In Koljedino kam es zu einer massiven Explosion auf dem Gelände eines großen Logistikkomplexes. Vorläufigen Berichten zufolge wurde der Angriff von ukrainischen unbemannten Fluggeräten vom Typ FP-1 durchgeführt. Das Ziel war ein Lager des Betreibers „3PL', das eine Schlüsselrolle bei der Verteilung von Gütern für mehrere große russische Konzerne spielt.
Zerstörung eines Logistikzentrums
Der Lagerkomplex in Koljedino ist ein wichtiges Glied in der Lieferkette. Seine Beschädigung kann zu schwerwiegenden Störungen bei Unternehmen führen, die von dieser Infrastruktur abhängen. In einer Erklärung zum Vorfall wird darauf hingewiesen, dass solche Angriffe darauf abzielen, das wirtschaftliche Potenzial Russlands zu schwächen. Angriffe auf Logistik-Hubs unterbrechen Lieferketten und verursachen direkte Schäden für Unternehmen.
Technologie und Wirtschaft des Krieges
Die Ereignisse in Koljedino setzen eine Serie von Angriffen auf Industrieanlagen fort. Bereits am 24. Juli veröffentlichte das Unternehmen Fire Point Aufnahmen des Starts einer „Flamingo'-Rakete, die das Maschinenbauunternehmen „Avitek' in Kirow traf. Das Werk war auf die Herstellung von Komponenten für Flugabwehrraketen und Luftfahrtsysteme spezialisiert.
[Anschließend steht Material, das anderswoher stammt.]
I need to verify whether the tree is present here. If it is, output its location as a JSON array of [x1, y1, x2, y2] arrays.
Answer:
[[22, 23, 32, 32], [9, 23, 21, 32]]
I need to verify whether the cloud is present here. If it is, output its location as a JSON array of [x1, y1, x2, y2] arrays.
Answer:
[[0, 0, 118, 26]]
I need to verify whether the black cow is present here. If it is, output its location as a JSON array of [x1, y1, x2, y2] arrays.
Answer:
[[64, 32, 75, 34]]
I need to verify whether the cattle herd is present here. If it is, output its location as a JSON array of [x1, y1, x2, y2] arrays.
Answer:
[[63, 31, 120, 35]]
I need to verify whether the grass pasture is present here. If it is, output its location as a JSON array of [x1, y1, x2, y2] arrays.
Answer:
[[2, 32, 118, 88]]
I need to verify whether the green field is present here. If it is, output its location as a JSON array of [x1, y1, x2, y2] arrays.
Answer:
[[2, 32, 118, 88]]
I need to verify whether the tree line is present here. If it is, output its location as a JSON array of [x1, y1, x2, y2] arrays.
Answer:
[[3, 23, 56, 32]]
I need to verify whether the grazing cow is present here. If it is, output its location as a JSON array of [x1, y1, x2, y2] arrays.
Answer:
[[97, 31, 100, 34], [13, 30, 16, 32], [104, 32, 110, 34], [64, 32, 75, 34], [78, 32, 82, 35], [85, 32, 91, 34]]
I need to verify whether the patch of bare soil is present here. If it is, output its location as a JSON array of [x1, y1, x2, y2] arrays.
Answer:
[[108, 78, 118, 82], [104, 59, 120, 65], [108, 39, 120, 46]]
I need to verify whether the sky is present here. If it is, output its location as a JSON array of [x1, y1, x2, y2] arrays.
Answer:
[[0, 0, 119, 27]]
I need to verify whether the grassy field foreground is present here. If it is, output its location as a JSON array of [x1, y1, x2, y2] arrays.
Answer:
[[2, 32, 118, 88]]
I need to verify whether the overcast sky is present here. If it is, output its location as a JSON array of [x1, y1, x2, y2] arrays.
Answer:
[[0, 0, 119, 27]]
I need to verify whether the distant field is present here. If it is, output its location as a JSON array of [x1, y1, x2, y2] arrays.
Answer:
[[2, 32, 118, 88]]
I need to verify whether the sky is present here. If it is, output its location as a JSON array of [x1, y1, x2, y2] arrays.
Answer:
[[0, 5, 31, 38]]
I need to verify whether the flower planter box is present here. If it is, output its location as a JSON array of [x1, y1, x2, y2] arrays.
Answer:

Im Rahmen der Diskussion über die Wirksamkeit solcher Angriffe verglich die Geschäftsführerin von Fire Point, Irina Terech, die Kosten einheimischer und ausländischer Entwicklungen. Ihrer Aussage zufolge ist die Herstellung einer „Flamingo'-Rakete fast sechsmal günstiger als das amerikanische Marschflugkörper-System Tomahawk. Dies macht derartige Operationen aus Kostensicht wirtschaftlich vorteilhaft, wenn es darum geht, dem Gegner Schaden zuzufügen.